Yes to youth. Since January, the loss of 28 seniors and several other major contributors has dominated OSU’s storyline. Much was dedicated to the woes of youth.
Against the Seminoles, it was more like the “Whoas” of youth. The kid Cowboys flew around the field, making some mistakes, yeah, but also revealing of enhanced speed and skill.
And they’ve only just begun, with room for much improvement ahead.
Get your Freak on. Tyreek Hill is the real deal. On a stage with the current Heisman Trophy holder, Hill was the most exciting player, producing 278 all-purpose yards.
“He was one heck of a football player,” FSU coach Jimbo Fisher said after the game. “We recruited that young man. We knew how good he was.”
And there’s a sense that we ain’t seen nothing yet.
O-Line, OK. Among the major concerns of OSU’s coaches in the opener was how a reconstructed offensive line would hold up, with two sophomores and a redshirt freshman making up the right side of the line. Once the line settled in and settled down, it more than held its own against a formidable FSU defensive front. Depth remains an issue, but the offensive line appears to be OK.

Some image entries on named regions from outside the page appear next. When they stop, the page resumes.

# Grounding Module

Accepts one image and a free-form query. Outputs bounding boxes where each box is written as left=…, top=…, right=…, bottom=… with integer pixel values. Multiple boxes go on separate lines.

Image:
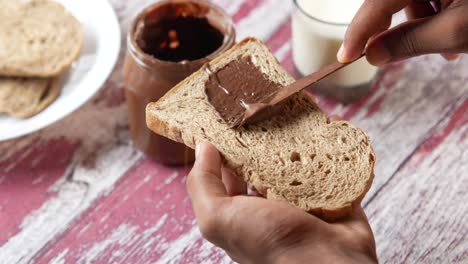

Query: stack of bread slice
left=146, top=38, right=375, bottom=220
left=0, top=0, right=83, bottom=118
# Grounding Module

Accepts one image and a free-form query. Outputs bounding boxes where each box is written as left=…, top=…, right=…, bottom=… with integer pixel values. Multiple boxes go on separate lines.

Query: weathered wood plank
left=0, top=0, right=288, bottom=263
left=366, top=98, right=468, bottom=263
left=34, top=160, right=229, bottom=263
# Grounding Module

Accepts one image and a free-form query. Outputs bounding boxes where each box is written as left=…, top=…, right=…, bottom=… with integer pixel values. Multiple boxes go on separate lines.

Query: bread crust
left=146, top=38, right=375, bottom=221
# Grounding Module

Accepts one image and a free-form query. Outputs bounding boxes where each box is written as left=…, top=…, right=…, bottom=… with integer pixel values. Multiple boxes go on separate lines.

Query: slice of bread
left=0, top=77, right=60, bottom=118
left=0, top=0, right=83, bottom=77
left=146, top=38, right=375, bottom=220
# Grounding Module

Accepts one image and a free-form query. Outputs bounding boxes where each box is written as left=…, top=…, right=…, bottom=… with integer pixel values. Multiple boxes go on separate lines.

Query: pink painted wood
left=0, top=0, right=468, bottom=263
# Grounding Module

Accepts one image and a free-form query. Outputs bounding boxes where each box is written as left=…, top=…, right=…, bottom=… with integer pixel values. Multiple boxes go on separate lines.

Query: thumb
left=187, top=143, right=227, bottom=218
left=366, top=6, right=468, bottom=66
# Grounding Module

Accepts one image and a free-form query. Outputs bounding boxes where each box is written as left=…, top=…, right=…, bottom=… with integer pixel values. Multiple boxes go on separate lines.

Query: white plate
left=0, top=0, right=121, bottom=141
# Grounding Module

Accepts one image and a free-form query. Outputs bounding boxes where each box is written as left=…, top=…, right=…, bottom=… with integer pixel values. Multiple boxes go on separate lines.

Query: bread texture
left=146, top=38, right=375, bottom=220
left=0, top=77, right=60, bottom=118
left=0, top=0, right=83, bottom=77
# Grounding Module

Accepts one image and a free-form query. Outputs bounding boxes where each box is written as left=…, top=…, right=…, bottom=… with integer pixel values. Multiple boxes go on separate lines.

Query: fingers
left=440, top=53, right=460, bottom=61
left=337, top=0, right=411, bottom=63
left=366, top=6, right=468, bottom=66
left=328, top=115, right=343, bottom=121
left=221, top=167, right=247, bottom=196
left=187, top=143, right=228, bottom=231
left=405, top=1, right=436, bottom=20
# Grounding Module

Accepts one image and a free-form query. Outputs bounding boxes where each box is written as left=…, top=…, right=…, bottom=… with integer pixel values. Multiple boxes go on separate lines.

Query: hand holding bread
left=187, top=143, right=377, bottom=263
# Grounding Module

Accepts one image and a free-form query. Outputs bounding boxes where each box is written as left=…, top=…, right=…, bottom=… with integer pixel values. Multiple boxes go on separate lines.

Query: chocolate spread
left=137, top=16, right=224, bottom=62
left=204, top=57, right=282, bottom=127
left=204, top=54, right=364, bottom=128
left=124, top=0, right=235, bottom=165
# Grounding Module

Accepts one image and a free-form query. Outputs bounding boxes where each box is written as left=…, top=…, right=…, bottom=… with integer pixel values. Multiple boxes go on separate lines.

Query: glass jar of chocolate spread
left=124, top=0, right=235, bottom=165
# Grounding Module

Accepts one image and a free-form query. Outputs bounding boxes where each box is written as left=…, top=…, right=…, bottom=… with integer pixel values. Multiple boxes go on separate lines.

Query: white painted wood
left=236, top=0, right=292, bottom=41
left=0, top=0, right=285, bottom=263
left=366, top=98, right=468, bottom=263
left=344, top=55, right=468, bottom=204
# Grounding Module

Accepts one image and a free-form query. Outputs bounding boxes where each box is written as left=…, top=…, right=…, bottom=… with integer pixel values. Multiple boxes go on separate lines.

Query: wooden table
left=0, top=0, right=468, bottom=263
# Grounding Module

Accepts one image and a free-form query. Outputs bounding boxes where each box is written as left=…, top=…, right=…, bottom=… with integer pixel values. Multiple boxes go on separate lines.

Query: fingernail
left=366, top=41, right=392, bottom=66
left=336, top=43, right=347, bottom=63
left=442, top=53, right=460, bottom=61
left=195, top=144, right=201, bottom=158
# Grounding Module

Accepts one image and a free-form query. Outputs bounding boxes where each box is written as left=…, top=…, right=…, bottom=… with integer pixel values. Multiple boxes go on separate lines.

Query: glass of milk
left=292, top=0, right=378, bottom=103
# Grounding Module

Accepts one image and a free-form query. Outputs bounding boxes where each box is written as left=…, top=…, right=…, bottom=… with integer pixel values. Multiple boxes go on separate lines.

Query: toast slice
left=0, top=0, right=83, bottom=77
left=0, top=77, right=61, bottom=118
left=146, top=38, right=375, bottom=220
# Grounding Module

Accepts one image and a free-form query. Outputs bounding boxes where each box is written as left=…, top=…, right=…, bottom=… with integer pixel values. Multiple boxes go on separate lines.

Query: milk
left=292, top=0, right=377, bottom=95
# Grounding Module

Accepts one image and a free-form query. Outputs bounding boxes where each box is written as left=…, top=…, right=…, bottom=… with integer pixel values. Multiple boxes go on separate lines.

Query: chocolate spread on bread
left=203, top=57, right=282, bottom=128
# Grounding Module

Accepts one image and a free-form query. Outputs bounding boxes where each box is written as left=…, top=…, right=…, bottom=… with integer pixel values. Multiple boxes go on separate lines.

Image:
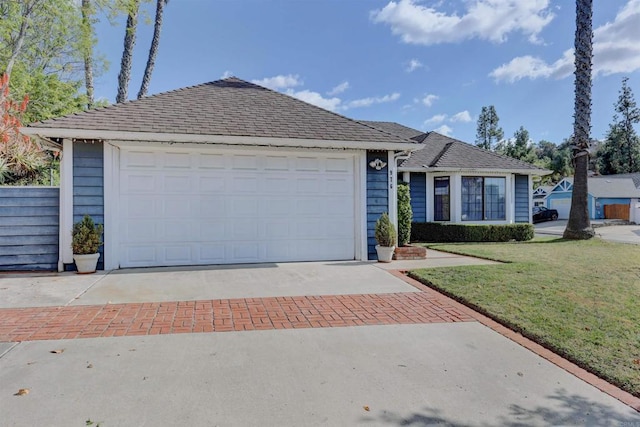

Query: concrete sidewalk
left=0, top=251, right=640, bottom=427
left=0, top=322, right=640, bottom=427
left=0, top=250, right=493, bottom=308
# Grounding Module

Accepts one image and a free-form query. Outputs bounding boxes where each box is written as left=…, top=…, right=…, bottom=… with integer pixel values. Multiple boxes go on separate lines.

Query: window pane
left=433, top=176, right=450, bottom=221
left=462, top=176, right=483, bottom=221
left=484, top=178, right=506, bottom=220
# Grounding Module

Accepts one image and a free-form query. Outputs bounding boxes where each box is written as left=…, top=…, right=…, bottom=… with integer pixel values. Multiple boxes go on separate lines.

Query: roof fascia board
left=398, top=167, right=553, bottom=176
left=20, top=127, right=424, bottom=151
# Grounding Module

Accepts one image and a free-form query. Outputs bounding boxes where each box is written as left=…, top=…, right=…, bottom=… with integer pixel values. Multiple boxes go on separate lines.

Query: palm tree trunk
left=116, top=0, right=140, bottom=104
left=80, top=0, right=95, bottom=108
left=563, top=0, right=595, bottom=240
left=138, top=0, right=169, bottom=99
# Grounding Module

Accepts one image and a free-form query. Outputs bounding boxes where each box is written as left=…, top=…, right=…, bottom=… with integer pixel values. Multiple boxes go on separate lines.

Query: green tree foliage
left=563, top=0, right=595, bottom=240
left=375, top=212, right=397, bottom=247
left=476, top=105, right=504, bottom=150
left=0, top=74, right=47, bottom=185
left=599, top=77, right=640, bottom=175
left=496, top=126, right=538, bottom=163
left=398, top=182, right=413, bottom=246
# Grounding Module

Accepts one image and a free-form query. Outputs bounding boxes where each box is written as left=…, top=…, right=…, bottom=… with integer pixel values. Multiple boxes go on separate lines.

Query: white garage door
left=118, top=149, right=355, bottom=267
left=551, top=199, right=571, bottom=219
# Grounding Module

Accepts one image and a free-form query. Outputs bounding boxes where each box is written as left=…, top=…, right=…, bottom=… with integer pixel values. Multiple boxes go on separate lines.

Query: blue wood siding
left=0, top=187, right=60, bottom=271
left=514, top=175, right=531, bottom=222
left=73, top=142, right=104, bottom=270
left=409, top=172, right=427, bottom=222
left=367, top=151, right=389, bottom=259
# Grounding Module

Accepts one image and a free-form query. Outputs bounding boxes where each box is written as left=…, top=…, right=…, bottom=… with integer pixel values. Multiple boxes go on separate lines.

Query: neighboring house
left=533, top=185, right=553, bottom=206
left=22, top=78, right=421, bottom=269
left=365, top=122, right=550, bottom=224
left=546, top=173, right=640, bottom=223
left=22, top=77, right=546, bottom=270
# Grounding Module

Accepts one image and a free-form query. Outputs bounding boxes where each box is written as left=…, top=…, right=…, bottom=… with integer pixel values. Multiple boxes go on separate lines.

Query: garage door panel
left=162, top=152, right=191, bottom=169
left=118, top=149, right=355, bottom=267
left=161, top=175, right=193, bottom=194
left=198, top=174, right=227, bottom=193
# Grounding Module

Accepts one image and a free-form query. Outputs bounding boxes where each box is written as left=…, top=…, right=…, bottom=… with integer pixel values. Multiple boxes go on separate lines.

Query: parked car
left=533, top=206, right=558, bottom=222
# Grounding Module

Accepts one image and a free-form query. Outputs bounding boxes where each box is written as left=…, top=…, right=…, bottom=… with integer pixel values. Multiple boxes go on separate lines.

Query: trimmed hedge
left=411, top=222, right=534, bottom=243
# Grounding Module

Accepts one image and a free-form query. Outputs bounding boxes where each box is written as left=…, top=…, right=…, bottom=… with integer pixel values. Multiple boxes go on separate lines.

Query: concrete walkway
left=0, top=251, right=640, bottom=427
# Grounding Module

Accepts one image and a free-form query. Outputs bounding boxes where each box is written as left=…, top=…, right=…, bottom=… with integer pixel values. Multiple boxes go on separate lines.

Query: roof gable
left=400, top=132, right=545, bottom=173
left=28, top=77, right=414, bottom=147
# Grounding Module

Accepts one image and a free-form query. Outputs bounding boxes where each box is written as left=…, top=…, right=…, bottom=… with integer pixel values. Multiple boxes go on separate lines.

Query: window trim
left=460, top=175, right=507, bottom=221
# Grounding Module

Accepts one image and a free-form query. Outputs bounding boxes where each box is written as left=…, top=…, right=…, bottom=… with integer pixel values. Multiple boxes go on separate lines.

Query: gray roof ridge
left=27, top=76, right=404, bottom=144
left=26, top=76, right=235, bottom=127
left=426, top=141, right=455, bottom=167
left=350, top=120, right=418, bottom=144
left=429, top=131, right=541, bottom=169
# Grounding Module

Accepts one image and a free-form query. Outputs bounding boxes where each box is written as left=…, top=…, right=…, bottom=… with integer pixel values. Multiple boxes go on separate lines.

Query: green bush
left=71, top=215, right=103, bottom=255
left=398, top=182, right=413, bottom=246
left=375, top=212, right=396, bottom=247
left=411, top=222, right=534, bottom=243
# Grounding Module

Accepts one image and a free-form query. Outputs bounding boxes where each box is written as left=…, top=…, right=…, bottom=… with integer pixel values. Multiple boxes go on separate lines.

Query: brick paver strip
left=0, top=291, right=473, bottom=342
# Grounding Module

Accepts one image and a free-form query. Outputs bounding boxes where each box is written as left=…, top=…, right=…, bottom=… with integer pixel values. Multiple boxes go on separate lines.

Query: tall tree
left=116, top=0, right=140, bottom=104
left=599, top=77, right=640, bottom=175
left=476, top=105, right=504, bottom=150
left=496, top=126, right=537, bottom=163
left=563, top=0, right=595, bottom=240
left=138, top=0, right=169, bottom=99
left=80, top=0, right=95, bottom=108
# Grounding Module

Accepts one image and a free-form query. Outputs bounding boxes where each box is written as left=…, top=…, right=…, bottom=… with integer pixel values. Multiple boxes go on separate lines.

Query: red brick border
left=389, top=270, right=640, bottom=412
left=0, top=291, right=473, bottom=341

DL(ightful). What the national pundits are probably underestimating most with these Cowboys is the depth and quality of the defensive line. OSU must always prove itself beyond the borders – no Cowboys made All-Conference – but these guys have long outperformed the recruiting rankings which fuel popularity. Emmanuel Ogbah announced himself as a rising star, harassing Jameis Winston all night. James Castleman, Jimmy Bean, Ofa Hautau and others controlled the trenches opposite a Seminoles offensive line with five seniors and at least three projected first-round draft picks.
No limitations. Most preseason projections had the Cowboys winning seven or eight games. And four contests (FSU, at Kansas State, at Oklahoma and at Baylor) were pegged as sure losses. Nothing is sure anymore, except that the Cowboys are equipped to compete – and win – any Saturday.